02 novembre 2006

The Black Dahlia

di Ferdinando Carcavallo

E' stato bello rivedere il vecchio Brian al lavoro. E' stato bello vederlo alle prese con un plot duro e sporco come il romanzo di Ellroy. Sarebbe stato altrettanto bello imbattersi in qualcosa di simile a The Untouchables, e per tutto quello che concerne la magia del set (camera, fotografia, scenografie) in effetti non si è andati molto lontani. Ma l'impressione che si ha vedendo questo film è quella di assistere ad un opera solo formalmente di De Palma. Un po' come quei grandissimi antichi affreschi realizzati dalle botteghe dei grandi maestri che si limitavano solo a supervisionare il lavoro e firmare l'opera. Gli ingredienti depalmiani ci sono tutti (bifocale, piani sequenza, rallenty...manca lo split screen) ma sembrano usati un po' troppo manieristicamente, come se il regista volesse citare se stesso.
Dal punto di vista della sceneggiatura, invece, The Black Dahlia pecca di una trascuratezza narrativa che rende molto difficile concentrarsi sulla vicenda principale, ossia l'orrendo assassinio della giovane Bett Short la cui personalità non viene mai approfondita per tutta la storia. Sembrerebbe che rispetto all'originale letterario De Palma abbia voluto focalizzare la storia sul rapporto tra i due poliziotti protaginisti (Hartnett e Eckhart) e la bionda Kay (Johansson) piuttosto che sulla squallida e triste vita dell'attricetta sulla quale Ellroy proiettava la tragica fine della madre assassinata. Tuttavia il grande Brian sembra fallire in questo intento mostrandoci per ognuno dei tre personaggi sempre troppo poco per riuscire a capire bene quello che accade.
In poche parole, De Palma pretende dal suo pubblico una grande concentrazione alle parole e alle immagini e una notevole capacità di memorizzare particolari che, onestamente, io non sono riuscito a onorare.

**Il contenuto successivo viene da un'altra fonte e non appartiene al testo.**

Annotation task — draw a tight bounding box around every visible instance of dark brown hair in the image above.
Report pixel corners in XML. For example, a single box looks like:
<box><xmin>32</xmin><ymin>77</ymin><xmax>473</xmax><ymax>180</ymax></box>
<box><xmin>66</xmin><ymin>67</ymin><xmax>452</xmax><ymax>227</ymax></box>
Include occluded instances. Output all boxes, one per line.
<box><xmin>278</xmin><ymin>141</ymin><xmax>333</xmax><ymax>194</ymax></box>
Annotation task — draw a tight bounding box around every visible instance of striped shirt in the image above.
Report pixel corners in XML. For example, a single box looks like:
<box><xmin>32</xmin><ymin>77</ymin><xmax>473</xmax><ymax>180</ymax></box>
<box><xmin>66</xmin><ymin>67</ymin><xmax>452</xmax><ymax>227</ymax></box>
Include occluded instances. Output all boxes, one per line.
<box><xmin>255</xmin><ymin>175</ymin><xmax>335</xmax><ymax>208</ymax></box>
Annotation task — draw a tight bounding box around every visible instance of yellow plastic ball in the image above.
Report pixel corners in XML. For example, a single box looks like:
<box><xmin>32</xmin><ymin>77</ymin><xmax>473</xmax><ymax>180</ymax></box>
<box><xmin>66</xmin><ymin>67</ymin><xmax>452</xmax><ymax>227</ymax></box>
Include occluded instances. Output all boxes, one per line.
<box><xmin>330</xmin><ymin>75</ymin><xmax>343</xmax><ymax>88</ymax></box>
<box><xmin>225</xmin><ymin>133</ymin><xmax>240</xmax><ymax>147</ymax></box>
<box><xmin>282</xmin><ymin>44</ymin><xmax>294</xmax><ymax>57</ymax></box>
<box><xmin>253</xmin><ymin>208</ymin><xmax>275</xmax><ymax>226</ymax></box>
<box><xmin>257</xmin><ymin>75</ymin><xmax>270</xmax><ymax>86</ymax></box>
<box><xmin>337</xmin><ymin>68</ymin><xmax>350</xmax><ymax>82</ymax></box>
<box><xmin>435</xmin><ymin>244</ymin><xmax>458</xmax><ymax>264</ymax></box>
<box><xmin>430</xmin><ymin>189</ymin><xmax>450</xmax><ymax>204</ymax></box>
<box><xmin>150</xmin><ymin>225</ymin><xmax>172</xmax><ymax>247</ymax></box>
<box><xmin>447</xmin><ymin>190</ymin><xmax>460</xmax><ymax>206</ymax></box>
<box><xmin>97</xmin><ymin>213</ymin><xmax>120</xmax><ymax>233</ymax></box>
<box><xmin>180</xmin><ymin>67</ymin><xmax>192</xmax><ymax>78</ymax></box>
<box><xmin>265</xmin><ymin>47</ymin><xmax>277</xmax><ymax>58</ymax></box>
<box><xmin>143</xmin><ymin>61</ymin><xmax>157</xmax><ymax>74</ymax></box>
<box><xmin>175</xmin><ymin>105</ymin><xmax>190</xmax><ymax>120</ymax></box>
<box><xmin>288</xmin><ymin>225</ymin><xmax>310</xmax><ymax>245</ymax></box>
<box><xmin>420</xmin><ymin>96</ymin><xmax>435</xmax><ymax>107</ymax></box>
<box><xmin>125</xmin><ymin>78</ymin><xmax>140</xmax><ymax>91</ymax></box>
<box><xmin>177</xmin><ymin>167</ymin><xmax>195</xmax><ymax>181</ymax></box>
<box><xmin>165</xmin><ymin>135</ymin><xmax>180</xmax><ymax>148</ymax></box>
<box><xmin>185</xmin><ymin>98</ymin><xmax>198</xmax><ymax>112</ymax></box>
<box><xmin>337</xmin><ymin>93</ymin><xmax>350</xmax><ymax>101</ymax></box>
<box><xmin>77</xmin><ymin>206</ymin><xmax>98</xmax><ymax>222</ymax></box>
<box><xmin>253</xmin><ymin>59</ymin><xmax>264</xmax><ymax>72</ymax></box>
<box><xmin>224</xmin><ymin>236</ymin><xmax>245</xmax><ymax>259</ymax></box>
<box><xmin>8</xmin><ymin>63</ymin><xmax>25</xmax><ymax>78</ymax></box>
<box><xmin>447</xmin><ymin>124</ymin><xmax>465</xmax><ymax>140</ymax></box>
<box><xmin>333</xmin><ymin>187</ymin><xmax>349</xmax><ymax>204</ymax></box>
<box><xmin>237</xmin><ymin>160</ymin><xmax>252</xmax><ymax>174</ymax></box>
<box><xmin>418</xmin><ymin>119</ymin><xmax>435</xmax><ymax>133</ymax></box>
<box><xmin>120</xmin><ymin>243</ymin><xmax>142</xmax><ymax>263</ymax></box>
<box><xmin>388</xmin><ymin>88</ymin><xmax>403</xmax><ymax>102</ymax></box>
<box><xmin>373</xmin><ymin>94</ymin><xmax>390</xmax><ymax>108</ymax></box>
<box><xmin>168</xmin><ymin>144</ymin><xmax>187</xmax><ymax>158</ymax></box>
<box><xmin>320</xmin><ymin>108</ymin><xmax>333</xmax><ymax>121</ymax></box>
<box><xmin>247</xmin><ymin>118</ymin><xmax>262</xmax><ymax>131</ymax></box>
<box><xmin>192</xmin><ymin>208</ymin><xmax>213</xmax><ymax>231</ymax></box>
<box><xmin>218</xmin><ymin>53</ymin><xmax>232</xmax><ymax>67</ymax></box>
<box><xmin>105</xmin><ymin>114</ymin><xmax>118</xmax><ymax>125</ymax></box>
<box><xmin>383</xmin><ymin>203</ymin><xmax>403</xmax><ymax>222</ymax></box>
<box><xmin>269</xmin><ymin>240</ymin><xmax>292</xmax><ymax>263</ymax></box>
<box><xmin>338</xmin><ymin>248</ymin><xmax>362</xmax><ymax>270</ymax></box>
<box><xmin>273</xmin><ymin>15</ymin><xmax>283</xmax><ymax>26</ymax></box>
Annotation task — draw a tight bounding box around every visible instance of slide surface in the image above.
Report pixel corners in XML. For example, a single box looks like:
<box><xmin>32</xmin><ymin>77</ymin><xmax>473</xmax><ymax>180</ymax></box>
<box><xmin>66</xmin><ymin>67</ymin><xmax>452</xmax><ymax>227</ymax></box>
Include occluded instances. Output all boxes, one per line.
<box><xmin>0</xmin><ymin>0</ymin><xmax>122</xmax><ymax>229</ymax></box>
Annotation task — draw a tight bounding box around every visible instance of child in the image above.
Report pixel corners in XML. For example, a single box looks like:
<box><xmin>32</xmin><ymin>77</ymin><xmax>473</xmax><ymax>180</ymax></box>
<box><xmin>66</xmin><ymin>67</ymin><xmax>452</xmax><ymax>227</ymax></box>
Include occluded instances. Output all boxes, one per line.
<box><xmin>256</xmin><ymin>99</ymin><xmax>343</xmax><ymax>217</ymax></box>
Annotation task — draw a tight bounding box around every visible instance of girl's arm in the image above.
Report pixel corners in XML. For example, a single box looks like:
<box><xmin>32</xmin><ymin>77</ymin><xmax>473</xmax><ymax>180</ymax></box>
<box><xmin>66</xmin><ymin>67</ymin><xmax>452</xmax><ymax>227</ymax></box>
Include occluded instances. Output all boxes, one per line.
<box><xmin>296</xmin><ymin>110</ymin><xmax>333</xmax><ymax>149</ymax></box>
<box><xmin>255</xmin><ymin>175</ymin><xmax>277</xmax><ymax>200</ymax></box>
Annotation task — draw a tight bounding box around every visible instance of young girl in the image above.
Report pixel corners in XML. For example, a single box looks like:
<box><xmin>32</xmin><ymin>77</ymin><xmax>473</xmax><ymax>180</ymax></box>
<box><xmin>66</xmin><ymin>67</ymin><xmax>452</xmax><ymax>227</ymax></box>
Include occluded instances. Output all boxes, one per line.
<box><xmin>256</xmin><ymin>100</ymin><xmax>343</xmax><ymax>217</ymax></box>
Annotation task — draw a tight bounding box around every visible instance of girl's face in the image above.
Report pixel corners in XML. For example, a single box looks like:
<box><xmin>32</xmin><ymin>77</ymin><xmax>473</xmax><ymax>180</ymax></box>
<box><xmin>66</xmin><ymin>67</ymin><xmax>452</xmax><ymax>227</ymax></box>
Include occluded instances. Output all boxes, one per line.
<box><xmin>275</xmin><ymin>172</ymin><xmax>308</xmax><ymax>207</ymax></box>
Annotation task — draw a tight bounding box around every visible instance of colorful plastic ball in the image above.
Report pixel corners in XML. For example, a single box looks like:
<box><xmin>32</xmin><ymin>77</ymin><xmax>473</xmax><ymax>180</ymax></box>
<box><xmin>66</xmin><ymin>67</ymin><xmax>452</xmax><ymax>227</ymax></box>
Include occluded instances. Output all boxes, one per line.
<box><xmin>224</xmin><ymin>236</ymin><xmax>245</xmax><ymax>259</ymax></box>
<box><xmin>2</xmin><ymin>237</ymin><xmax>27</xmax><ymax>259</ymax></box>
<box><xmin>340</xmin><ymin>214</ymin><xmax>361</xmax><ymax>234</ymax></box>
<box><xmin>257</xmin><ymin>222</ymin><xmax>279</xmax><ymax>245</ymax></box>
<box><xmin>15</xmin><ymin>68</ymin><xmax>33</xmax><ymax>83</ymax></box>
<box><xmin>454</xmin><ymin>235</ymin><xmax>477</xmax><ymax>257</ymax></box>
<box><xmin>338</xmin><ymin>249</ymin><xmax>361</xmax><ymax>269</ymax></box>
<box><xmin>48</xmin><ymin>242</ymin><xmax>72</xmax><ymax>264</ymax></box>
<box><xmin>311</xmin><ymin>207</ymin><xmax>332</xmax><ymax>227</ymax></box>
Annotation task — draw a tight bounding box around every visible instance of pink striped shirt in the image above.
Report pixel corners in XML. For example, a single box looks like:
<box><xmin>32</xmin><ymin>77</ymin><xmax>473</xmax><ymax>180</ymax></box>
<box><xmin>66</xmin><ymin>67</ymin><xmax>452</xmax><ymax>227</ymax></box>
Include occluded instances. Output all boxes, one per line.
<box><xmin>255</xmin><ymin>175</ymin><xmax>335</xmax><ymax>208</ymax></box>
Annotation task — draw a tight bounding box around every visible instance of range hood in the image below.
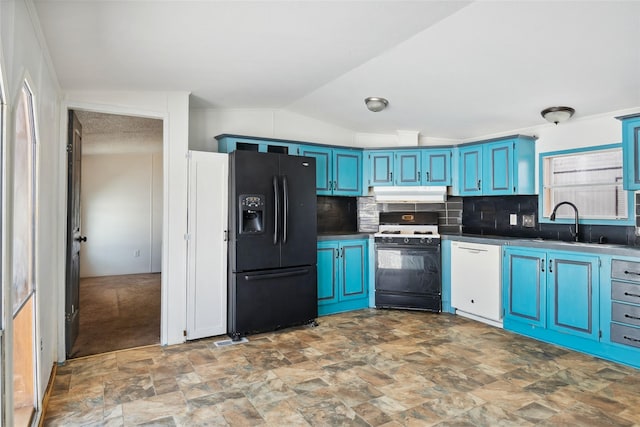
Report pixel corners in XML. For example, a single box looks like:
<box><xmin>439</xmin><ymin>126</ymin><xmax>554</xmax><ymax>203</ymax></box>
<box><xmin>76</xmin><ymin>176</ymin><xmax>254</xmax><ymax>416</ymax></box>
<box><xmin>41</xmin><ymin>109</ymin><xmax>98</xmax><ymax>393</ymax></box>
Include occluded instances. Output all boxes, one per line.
<box><xmin>372</xmin><ymin>186</ymin><xmax>447</xmax><ymax>203</ymax></box>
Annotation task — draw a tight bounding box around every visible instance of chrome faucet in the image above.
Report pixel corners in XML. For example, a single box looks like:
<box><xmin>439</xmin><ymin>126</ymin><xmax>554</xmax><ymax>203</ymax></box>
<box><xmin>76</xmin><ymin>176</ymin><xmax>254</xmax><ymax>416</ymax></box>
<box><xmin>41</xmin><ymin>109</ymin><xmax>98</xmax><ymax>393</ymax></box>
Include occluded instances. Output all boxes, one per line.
<box><xmin>549</xmin><ymin>202</ymin><xmax>578</xmax><ymax>242</ymax></box>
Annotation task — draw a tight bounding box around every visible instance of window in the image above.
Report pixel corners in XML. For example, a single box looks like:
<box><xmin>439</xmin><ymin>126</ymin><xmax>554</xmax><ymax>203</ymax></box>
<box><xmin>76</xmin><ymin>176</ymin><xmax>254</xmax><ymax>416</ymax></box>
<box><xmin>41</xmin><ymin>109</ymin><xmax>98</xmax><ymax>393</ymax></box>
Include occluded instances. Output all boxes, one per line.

Ma il fallimento di un genio è sempre meglio del capolavoro di un mediocre.

P.S. Bellissime e inquietante l'apparizione di William "Phantom of Paradise" Finley.

3 commenti:

Anonimo ha detto...

Grande Brian!!! Sempre e malgrado tutto.


BenSG

Anonimo ha detto...

"Sembrerebbe che rispetto all'originale letterario De Palma abbia voluto focalizzare la storia sul rapporto tra i due poliziotti protaginisti (Hartnett e Eckhart) e la bionda Kay (Johansson) piuttosto che sulla squallida e triste vita dell'attricetta sulla quale Ellroy proiettava la tragica fine della madre assassinata."
Da questo passaggio in realtà viene il sospetto che tu la fonte letteraria non la conosca... Quelle scene nel film di De Palma in cui vediamo Elizabeth Short sono già un approfondimento maggiore sul personaggio della Dalia rispetto a com'è tratteggiata (cioè quasi niente) nel libro. Il romanzo di Ellroy è tutto su Bucky e Lee. E detto questo, De Palma ha "fallito" (il film è comunque molto bello) proprio nell'approfondimento dell'ossessione dei due per la morta.

Kinemazone ha detto...

Il personaggio di Elisabeth Short, invece, è molto più delineato nel libro di Ellroy. Nel film si vedono solo i provini ma dei mille fidanzati, alcuni dei quali inventati, di Elisabeth non v'è traccia. Anche del marine vi è solo un accenno. Quello che del libro non ho ritrovato nel film (e su questo siamo daccordo) è lo squallore e il tormento delle vite dei personaggi, non solo la Dahlia. L'ossessione stessa di Ms. Ice arriva così improvvisa da sembrare di origine schizofrenica.